L’Union Européenne ferait naufrage sans que ce soit un vrai dommage pour personne. Mais après, il faudrait, dans le concert dangereux des puissants de ce monde, s’empresser de jeter les bases d’une Europe digne de ce nom, capable d’exister, de défendre ses intérêts et sa civilisation, de les faire vivre et prospérer, de préserver son identité, au lieu de la nier. Les bases d’une autre Europe ce sont évidemment ses racines que la forme actuelle de l’Europe s’est évertuée à ignorer, nier, détruire. Cette forme indigne et basse a nié une substance d’une immense noblesse, née de vingt siècles d’Histoire et de tragédies. D’une véritable Europe, De Gaulle, qu’on l’aime ou non, peu importe aujourd’hui, a donné une assez exacte définition dans une phrase demeurée célèbre rapportée par Alain Peyrefitte mais notée aussi par son auteur dans ses mémoires. Cette définition l’accepte-t-on ou non ? Et la véritable Europe qu’il faudra refonder ou tenter de refonder comme union volontaire d’États Souverains, cette véritable Europe-là que les temps actuels peuvent rendre absolument nécessaire, croit-on qu’elle pourra exister sans la Grande Bretagne dont la Souveraine vient de disparaître en laissant un grand exemple de volonté nationale, ou qu’elle pourrait exister sans la Russie de Tolstoï et de Dostoïevski ? D’évidence, la réponse est non. L’Europe à construire, sous des formes souples et diverses, ce sera le Continent tout entier ou rien.
On ne sait pas assez – même au cœur de notre mouvance – que Maurras lui-même n’était pas opposé du tout à l’idée européenne d’ailleurs toujours présente dans l’Histoire du Continent depuis l’effondrement de Rome. A ses visiteurs des derniers temps de sa vie, il répétait ceci : « L’Europe, faites-la mais ne faites pas comme si c’était fait ». Ce que Thibon appelait « faire l’Un trop vite ». En l’occurrence, trop vite, mais aussi fort mal. L’Europe ne pouvait commencer à « se faire » qu’à partir de ses racines communes, de ce qu’il y a de commun, dans la diversité de ses cultures. On a voulu commencer sa construction par l’économie, les affaires, l’Argent, le marché, la masse indistincte des hommes désormais sans qualité. L’affaire, en effet, peut s’achever par un Titanic, par un grand naufrage – salvateur, celui-là.
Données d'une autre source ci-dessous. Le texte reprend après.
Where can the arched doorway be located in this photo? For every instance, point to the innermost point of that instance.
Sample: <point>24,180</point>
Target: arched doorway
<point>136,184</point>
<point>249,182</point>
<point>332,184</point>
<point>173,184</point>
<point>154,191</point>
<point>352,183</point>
Alors, sauf à se vouloir négatifs, grincheux et inopérants, il faudrait se hâter lentement (festina lente) de mettre en chantier, pour des décennies, peut-être des siècles à venir, une Real Politik européenne qui ait des chances – seulement des chances – d’aboutir à une construction politique qui, à l’inverse de celle que nous subissons aujourd’hui, ne mérite pas que du simple mépris.
Invité à vingt ans par un ami à la Maison de l’Europe, je lui ai dit après la première (et dernière pour moi) conférence, que j’y croirai quand on serait prêt à mourir pour elle. Qui accepterait de mourir pour l’Europe actuelle, alors que nos ancêtres ont su mourir pour la Chrétienté qui l’unissait lors des croisades. Dans une Europe des patries, on peut mourir pour la sienne dans le cadre d’une coalition, qui ne sera pas fondée sur l’économie, mais sur une volonté de défense commune face à une agression extérieure ou interne. On ne meurt pas pour un pouvoir d’achat, un taux de croissance ou un taux de chômage.